The organisation is the peak industry body for rural professionals, with close to 1100 members ranging from farm management advisors, rural bankers, farm accountants, fertiliser consultants, rural valuers, representatives from industry good organisations, CRIs, universities and agribusiness service providers.

In their submission on the freshwater reforms, he says NZIPIM stated the need for 300-400 planners to service both farmers and growers with these FEPs. He says if the industry achieved 200 planners, it would still be a huge challenge to be able to meet the sorts of FEP numbers predicted and submit them to regional councils.

Macaulay says the issue has been discussed with the central Government.

“I understand it’s at the top of mind for a lot of government agencies in terms of how they are going to build this capability and capacity and it’s no easy fix because it’s a challenge to be able to upskill individuals,” he said.

He says any new professionals would not need to be familiar with the rules and understand how environmental planning works within a farm system.

“It won’t be a case of flicking a switch and they are all going to materialise,” he said.

“It’s going to take time and we do have farm environmental planners out there across different regions at the moment and it’s about how we build that next tranche of environmental planners out there.”

He would not be surprised if some farm consultants or other rural professionals become farm environmental planners or offer that service as part of their business.

“The question is how many of those will want to migrate or as part of their service, offer their farming clients FEPs, and that’s a difficult question to answer,” he said.

“I don’t know how many of them would choose to move into that space.”
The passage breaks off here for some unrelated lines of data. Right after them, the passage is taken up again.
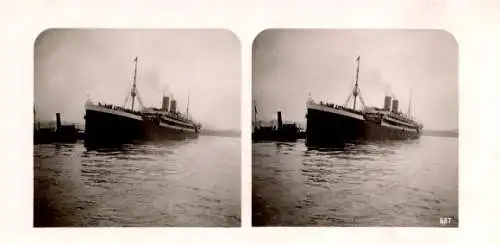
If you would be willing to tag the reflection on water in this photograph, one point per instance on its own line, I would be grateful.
(182, 183)
(395, 183)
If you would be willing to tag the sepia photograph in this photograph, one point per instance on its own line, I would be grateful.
(137, 128)
(355, 128)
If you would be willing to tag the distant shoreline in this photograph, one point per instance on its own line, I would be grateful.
(222, 133)
(440, 133)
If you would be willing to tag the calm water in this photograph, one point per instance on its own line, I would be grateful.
(183, 183)
(410, 183)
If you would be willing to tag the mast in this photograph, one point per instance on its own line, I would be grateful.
(187, 107)
(255, 116)
(409, 106)
(134, 92)
(355, 92)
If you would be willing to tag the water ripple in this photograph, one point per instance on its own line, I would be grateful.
(408, 183)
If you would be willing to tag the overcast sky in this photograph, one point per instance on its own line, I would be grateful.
(73, 64)
(290, 64)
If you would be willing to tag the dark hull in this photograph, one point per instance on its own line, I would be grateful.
(103, 128)
(331, 129)
(155, 131)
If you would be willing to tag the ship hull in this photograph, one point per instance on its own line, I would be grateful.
(160, 131)
(107, 126)
(332, 128)
(103, 126)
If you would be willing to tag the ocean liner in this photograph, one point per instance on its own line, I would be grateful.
(106, 123)
(329, 124)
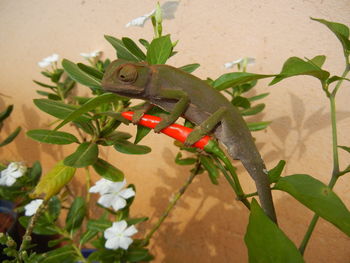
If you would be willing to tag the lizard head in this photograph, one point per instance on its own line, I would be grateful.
(127, 79)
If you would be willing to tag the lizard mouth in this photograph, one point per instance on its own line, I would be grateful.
(123, 90)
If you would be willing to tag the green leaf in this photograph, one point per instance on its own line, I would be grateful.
(80, 76)
(91, 71)
(295, 66)
(44, 85)
(253, 110)
(258, 97)
(258, 126)
(49, 95)
(318, 60)
(233, 79)
(345, 171)
(138, 255)
(122, 51)
(144, 43)
(266, 243)
(54, 209)
(133, 48)
(55, 242)
(190, 67)
(85, 155)
(11, 137)
(209, 165)
(241, 102)
(345, 148)
(58, 109)
(275, 173)
(130, 148)
(340, 30)
(56, 75)
(318, 197)
(87, 236)
(53, 181)
(53, 137)
(134, 221)
(184, 161)
(99, 225)
(42, 226)
(6, 113)
(76, 214)
(159, 50)
(335, 78)
(65, 254)
(88, 106)
(108, 171)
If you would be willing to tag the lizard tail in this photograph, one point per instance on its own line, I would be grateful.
(256, 168)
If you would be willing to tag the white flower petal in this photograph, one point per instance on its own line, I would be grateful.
(10, 181)
(124, 242)
(13, 171)
(118, 235)
(106, 200)
(117, 186)
(44, 64)
(168, 9)
(102, 186)
(109, 233)
(3, 180)
(112, 243)
(131, 230)
(119, 226)
(52, 58)
(118, 203)
(93, 54)
(32, 207)
(240, 62)
(127, 193)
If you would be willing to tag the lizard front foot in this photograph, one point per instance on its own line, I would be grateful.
(194, 136)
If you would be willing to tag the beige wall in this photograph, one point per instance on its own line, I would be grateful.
(206, 226)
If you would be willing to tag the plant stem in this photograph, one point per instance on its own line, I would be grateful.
(27, 236)
(172, 203)
(234, 182)
(88, 184)
(335, 172)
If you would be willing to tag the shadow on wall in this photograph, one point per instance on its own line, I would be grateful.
(208, 225)
(299, 128)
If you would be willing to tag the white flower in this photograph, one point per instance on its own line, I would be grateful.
(112, 194)
(168, 11)
(118, 235)
(48, 61)
(242, 62)
(13, 171)
(92, 54)
(32, 207)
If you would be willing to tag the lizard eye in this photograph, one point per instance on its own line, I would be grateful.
(127, 73)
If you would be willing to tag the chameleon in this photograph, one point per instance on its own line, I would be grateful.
(184, 95)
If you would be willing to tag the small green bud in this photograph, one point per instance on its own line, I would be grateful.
(158, 14)
(10, 243)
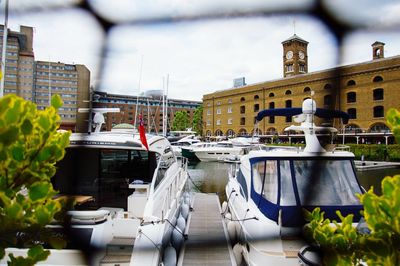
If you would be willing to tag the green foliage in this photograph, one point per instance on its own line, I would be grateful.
(181, 121)
(30, 145)
(379, 244)
(197, 123)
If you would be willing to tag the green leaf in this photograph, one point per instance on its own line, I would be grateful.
(39, 191)
(56, 101)
(26, 127)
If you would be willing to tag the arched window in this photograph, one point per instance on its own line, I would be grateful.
(352, 113)
(378, 111)
(351, 97)
(351, 83)
(377, 79)
(328, 99)
(378, 94)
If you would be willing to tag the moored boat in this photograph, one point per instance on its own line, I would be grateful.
(268, 191)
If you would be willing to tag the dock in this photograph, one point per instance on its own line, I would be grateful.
(208, 241)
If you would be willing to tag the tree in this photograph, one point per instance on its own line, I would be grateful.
(197, 123)
(30, 145)
(181, 121)
(376, 244)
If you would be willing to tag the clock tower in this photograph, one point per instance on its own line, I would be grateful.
(295, 59)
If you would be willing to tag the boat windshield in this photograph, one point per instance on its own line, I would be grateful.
(335, 183)
(102, 176)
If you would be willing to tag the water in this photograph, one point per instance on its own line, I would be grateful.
(211, 177)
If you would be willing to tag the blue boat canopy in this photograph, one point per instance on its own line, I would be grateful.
(322, 113)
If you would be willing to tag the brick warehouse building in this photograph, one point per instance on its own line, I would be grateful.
(149, 105)
(365, 91)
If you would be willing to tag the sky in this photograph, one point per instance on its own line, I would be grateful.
(193, 58)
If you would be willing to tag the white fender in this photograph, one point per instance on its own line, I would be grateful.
(185, 211)
(170, 256)
(232, 231)
(177, 239)
(181, 223)
(238, 253)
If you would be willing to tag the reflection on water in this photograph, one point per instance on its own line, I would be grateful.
(211, 177)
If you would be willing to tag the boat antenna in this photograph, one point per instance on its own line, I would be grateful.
(137, 97)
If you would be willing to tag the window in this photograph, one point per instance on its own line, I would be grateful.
(378, 111)
(351, 97)
(256, 107)
(377, 79)
(378, 94)
(352, 113)
(328, 99)
(351, 83)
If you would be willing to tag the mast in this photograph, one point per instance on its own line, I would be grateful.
(4, 49)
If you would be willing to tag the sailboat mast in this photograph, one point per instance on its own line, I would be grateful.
(4, 49)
Macaulay says people with backgrounds in resource management who had not come through traditional rural education backgrounds, such as Lincoln or Massey universities, could also migrate into jobs in the primary industry, such as ecology and other natural sciences.

These people could choose to invest in upskilling themselves into farm systems and move into farm environmental planning.

NZIPIM’s immediate goal is to try and get as much information as possible out to its members about the new rules, as many were still trying to come to terms with what the new regulations meant.

Beyond that, he says they will organise forums to expand the knowledge base of their members, outlining what the rules are and what they look like when applied to a farm operation.